Pero la suerte vino en mi auxilio. Una noche, en que obsesionado por mi cuadro vagaba á deshoras por la ciudad, casi al entrar en mi casa, un brazo descamado y tembloroso, surgiendo de la oscuridad de una puerta, me detuvo y al mismo tiempo una voz femenina, casi enfermiza, imploró mi caridad. Nerviosamente la cogí por el puño y arrastrándola conmigo la llevé al cercano farol. Entonces pude verle el rostro; era una mujer, muy joven todavía, una de esas criaturas descarriadas que principiando por la mendicidad pronto terminan en la prostitución. Le pregunté cómo se llamaba, y me dijo que Ana. Luego, animada por mi cariñoso acento, me contó en breves palabras su existencia de hija del arroyo. Entre tanto al contemplarla tan desmedrada, de una intensa palidez y con sus profundos ojos azules de, mirada ruborosa, casi mística, una idea me asaltó de súbito: bien podía esa niña servirme de modelo Y sin reflexionar, bruscamente, le dije: «Oye, chiquilla, quieres venirte conmigo?

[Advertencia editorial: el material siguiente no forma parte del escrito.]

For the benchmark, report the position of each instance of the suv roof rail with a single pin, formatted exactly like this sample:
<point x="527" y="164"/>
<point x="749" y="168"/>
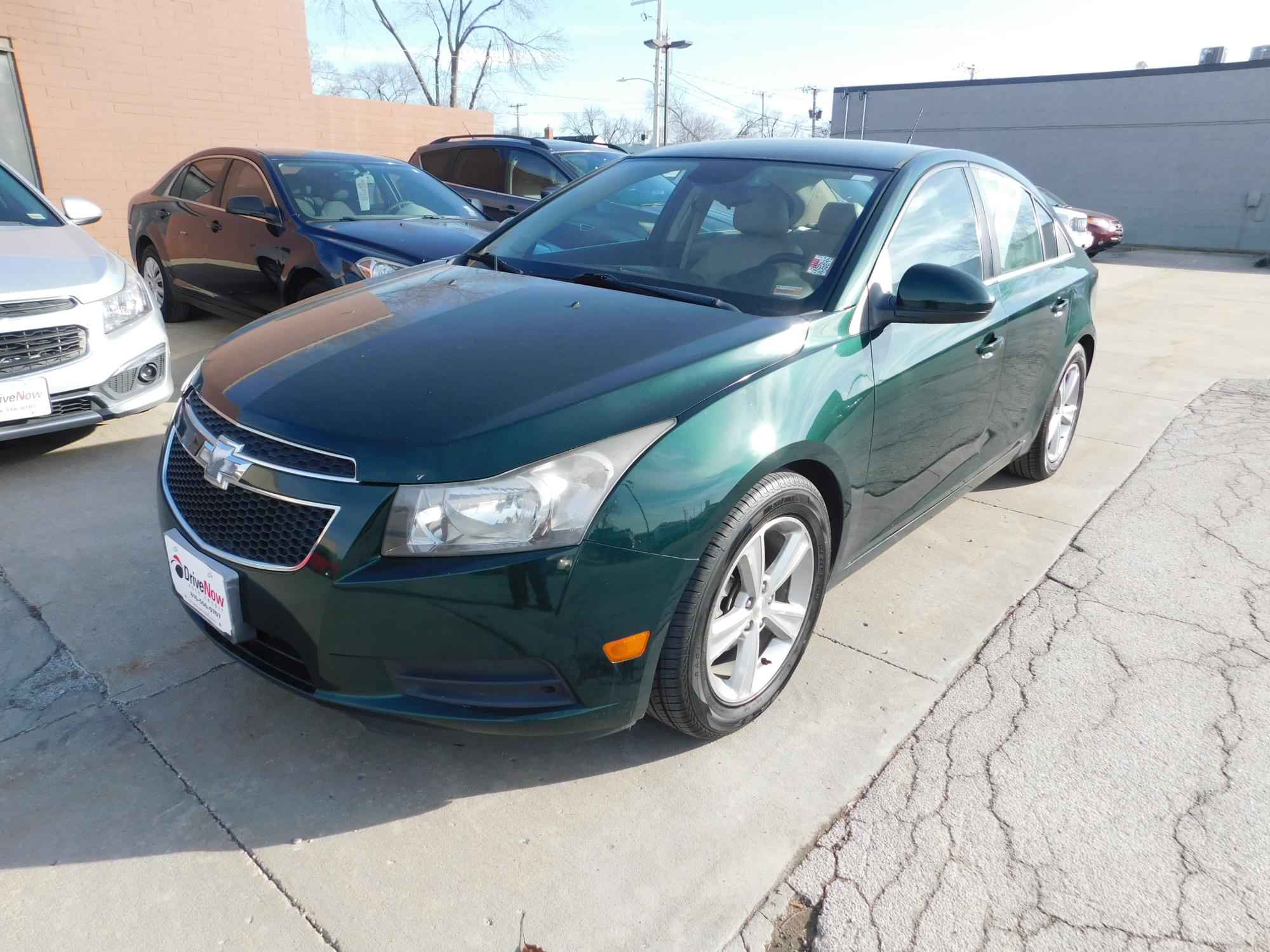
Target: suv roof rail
<point x="535" y="140"/>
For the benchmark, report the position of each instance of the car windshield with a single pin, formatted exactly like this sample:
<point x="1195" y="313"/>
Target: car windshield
<point x="355" y="190"/>
<point x="582" y="163"/>
<point x="20" y="206"/>
<point x="766" y="238"/>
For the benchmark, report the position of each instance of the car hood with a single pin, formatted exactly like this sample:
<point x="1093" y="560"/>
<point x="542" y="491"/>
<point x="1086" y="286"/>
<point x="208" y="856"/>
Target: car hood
<point x="417" y="241"/>
<point x="453" y="374"/>
<point x="55" y="262"/>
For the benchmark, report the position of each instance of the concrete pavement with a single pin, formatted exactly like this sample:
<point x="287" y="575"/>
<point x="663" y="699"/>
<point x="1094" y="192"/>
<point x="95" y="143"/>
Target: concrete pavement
<point x="147" y="776"/>
<point x="1099" y="779"/>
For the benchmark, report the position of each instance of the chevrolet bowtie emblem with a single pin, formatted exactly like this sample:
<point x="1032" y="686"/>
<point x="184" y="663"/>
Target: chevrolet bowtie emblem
<point x="223" y="466"/>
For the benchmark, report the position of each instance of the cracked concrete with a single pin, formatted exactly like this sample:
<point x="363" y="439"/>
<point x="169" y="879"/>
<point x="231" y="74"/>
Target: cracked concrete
<point x="1099" y="777"/>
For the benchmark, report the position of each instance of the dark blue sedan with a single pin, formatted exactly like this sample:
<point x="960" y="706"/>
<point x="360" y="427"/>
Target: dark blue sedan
<point x="244" y="232"/>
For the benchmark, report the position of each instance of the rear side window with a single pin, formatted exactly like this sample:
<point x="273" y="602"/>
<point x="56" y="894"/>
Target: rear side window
<point x="201" y="180"/>
<point x="1048" y="232"/>
<point x="438" y="163"/>
<point x="939" y="228"/>
<point x="479" y="168"/>
<point x="1013" y="219"/>
<point x="533" y="173"/>
<point x="244" y="180"/>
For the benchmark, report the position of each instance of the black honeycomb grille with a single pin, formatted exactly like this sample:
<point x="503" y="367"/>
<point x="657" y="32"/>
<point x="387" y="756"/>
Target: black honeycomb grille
<point x="270" y="451"/>
<point x="241" y="524"/>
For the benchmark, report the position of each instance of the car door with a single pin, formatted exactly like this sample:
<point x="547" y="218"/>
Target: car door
<point x="1034" y="291"/>
<point x="246" y="256"/>
<point x="189" y="237"/>
<point x="934" y="384"/>
<point x="479" y="172"/>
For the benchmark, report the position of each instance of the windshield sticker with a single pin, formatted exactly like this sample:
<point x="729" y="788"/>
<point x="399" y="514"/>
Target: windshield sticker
<point x="820" y="266"/>
<point x="364" y="191"/>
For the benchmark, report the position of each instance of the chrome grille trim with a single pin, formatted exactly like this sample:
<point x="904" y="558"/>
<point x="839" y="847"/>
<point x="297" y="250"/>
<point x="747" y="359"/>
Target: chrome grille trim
<point x="229" y="557"/>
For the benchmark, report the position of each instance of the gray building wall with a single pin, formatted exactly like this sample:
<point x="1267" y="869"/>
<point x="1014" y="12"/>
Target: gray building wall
<point x="1182" y="157"/>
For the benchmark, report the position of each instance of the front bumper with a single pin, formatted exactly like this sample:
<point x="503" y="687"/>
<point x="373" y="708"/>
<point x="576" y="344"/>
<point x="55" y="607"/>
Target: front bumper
<point x="102" y="384"/>
<point x="460" y="643"/>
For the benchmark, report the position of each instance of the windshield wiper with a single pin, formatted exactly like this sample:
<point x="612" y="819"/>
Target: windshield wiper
<point x="609" y="281"/>
<point x="492" y="261"/>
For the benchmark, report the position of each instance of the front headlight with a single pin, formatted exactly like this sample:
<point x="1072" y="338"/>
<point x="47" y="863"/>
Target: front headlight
<point x="374" y="267"/>
<point x="542" y="506"/>
<point x="128" y="305"/>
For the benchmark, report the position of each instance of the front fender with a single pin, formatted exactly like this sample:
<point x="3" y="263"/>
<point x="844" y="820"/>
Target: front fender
<point x="816" y="407"/>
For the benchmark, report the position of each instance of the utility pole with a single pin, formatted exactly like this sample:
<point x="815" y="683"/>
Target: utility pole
<point x="657" y="67"/>
<point x="813" y="114"/>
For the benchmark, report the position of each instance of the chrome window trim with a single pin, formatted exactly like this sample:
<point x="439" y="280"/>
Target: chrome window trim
<point x="190" y="416"/>
<point x="222" y="554"/>
<point x="858" y="318"/>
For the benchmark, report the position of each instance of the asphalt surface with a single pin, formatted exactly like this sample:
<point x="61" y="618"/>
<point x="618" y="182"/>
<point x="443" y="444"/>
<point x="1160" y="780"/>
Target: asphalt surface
<point x="153" y="797"/>
<point x="1099" y="777"/>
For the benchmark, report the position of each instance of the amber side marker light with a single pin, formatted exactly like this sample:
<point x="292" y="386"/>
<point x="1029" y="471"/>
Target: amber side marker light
<point x="627" y="649"/>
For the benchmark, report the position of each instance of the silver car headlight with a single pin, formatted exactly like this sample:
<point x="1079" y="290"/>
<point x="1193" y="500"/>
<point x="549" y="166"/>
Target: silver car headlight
<point x="542" y="506"/>
<point x="374" y="267"/>
<point x="130" y="304"/>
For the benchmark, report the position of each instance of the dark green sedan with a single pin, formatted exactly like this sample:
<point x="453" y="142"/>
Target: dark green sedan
<point x="609" y="461"/>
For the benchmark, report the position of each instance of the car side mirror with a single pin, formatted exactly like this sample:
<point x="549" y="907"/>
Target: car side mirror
<point x="935" y="294"/>
<point x="81" y="211"/>
<point x="255" y="208"/>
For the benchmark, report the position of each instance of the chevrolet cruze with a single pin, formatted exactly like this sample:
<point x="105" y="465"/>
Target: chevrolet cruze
<point x="600" y="466"/>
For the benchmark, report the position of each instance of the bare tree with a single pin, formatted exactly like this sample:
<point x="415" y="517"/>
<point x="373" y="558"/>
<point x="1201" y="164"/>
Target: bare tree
<point x="594" y="121"/>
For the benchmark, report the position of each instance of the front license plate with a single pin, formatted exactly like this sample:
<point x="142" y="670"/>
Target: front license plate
<point x="208" y="587"/>
<point x="25" y="399"/>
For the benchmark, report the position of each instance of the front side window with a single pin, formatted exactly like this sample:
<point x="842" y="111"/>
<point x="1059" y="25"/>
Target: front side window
<point x="20" y="205"/>
<point x="533" y="173"/>
<point x="246" y="180"/>
<point x="356" y="190"/>
<point x="1013" y="220"/>
<point x="727" y="229"/>
<point x="939" y="227"/>
<point x="479" y="168"/>
<point x="200" y="181"/>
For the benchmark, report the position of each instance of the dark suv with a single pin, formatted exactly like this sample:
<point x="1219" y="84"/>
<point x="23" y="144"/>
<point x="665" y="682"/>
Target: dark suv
<point x="510" y="173"/>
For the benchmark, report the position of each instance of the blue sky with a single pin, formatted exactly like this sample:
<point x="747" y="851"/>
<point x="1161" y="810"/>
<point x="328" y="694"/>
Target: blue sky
<point x="745" y="46"/>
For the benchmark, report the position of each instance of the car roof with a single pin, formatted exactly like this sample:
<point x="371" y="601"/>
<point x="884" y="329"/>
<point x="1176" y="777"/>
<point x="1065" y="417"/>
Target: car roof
<point x="863" y="154"/>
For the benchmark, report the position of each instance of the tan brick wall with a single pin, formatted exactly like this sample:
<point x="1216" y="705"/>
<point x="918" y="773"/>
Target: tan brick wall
<point x="120" y="91"/>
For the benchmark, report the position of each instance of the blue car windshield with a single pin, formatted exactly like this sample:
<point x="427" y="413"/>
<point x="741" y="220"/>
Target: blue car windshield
<point x="20" y="206"/>
<point x="358" y="190"/>
<point x="764" y="237"/>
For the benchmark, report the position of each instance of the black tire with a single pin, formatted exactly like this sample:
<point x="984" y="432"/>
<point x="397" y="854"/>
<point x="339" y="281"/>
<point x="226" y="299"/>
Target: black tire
<point x="313" y="288"/>
<point x="683" y="697"/>
<point x="1037" y="464"/>
<point x="173" y="309"/>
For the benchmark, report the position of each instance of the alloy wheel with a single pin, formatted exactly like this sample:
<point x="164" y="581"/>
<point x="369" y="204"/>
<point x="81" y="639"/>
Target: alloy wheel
<point x="153" y="276"/>
<point x="761" y="610"/>
<point x="1062" y="417"/>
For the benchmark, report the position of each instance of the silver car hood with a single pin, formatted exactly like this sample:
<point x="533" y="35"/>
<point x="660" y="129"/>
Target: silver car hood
<point x="55" y="262"/>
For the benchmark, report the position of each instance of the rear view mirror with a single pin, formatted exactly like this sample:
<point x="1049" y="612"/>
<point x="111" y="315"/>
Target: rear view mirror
<point x="255" y="208"/>
<point x="81" y="211"/>
<point x="935" y="294"/>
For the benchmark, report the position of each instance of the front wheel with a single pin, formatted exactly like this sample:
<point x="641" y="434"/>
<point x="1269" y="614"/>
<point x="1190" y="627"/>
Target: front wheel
<point x="747" y="614"/>
<point x="1055" y="439"/>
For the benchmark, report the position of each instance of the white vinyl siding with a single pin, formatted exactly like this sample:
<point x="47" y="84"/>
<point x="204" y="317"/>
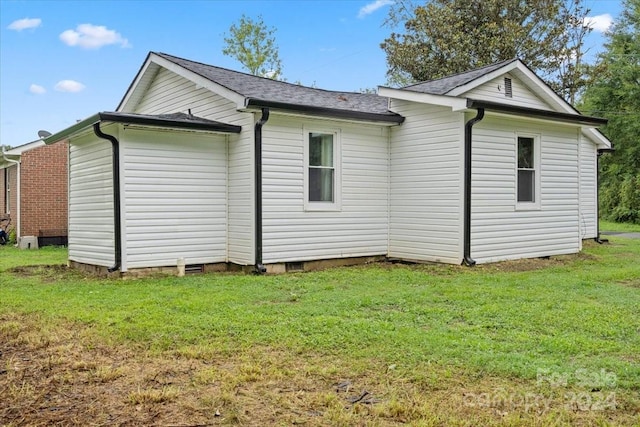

La cogió de sorpresa mi pregunta, miróme un instante, con recelo, y titubeante, como avergonzada de su acción, muy bajito, con voz casi imperceptible, murmuró que si. Me había comprendido mal la pobrecilla.
Una vez en mi habitación le expliqué con claridad el móvil de mi conducta. Cuando concluí pareció satisfecha y hasta creo que intentó sonreirse.
Al día siguiente, muy de mañana, poseído por la fiebre de la inspiración, comencé á trabajar. La cosa marchaba á las mil maravillas, y al dejar los pinceles, terminada la tarea, pude lanzar una exclamación de alegría. El conjunto era seductor. La santa aparecía adorable en su actitud yacente, semi desnuda, mostrando su casto vientre de un rosa pálido, aplanado, y cuya curva ideal ascendía á perderse en el torax muy saliente, dejando percibir, acusadas distintamente bajo la descolorida piel, las costillas, como si los estertores de la muerte quisieran hacerle estallar el pecho; el seno izquierdo estaba roído por una horrible pústula que se extendía hasta el nacimiento del cuello. Un pie descarnado, con extraño color de marfil, se asomaba por debajo de los cobertores. No podía quejarme. Pero donde volvió á presentarse la dificultad de mi obra fué en el rostro de Lidwina.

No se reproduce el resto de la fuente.